Ctranslate2-int8 to ctranslate2-float32 or ctranslate2-16 conversion

noclever · February 5, 2024, 3:45pm

Hi,

Due to hardware limits we can no longer use ctranslate2-int8 on our platform; meanwhile since the original checkpoints are gone, we can’t easily make other conversions (we are using opennmt-tf btw if it matters). May I ask if it’s possible to convert ctranslate2-int8 model to other floating format - I’m aware that there might be some precision issues; but the goal is just to have it converted? If this conversion is not supported yet, which part of the code should I look at to make it happen?

Thank you for your help.

dmarin · February 6, 2024, 8:49pm

Hi,

Have you tried to let CT2 to convert the type on load?

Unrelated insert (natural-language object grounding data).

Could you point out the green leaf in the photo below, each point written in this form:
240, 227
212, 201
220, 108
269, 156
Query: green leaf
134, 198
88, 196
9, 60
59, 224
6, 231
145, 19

https://opennmt.net/CTranslate2/quantization.html#implicit-type-conversion-on-load

The doc also mentions this:

Conversions between all types are supported. For example, you can convert a model with quantization="int8" and then execute in full precision with compute_type="float32" .

noclever · February 7, 2024, 10:51am

Hi,

Thanks. Yes we’ve tried that and it worked.

However, meanwhile we are more interested in an offline solution that does not require the conversion on load, which will help us to avoid the runtime quantization/dequantization completely - our hardware doesn’t allow quick quantization/dequantization.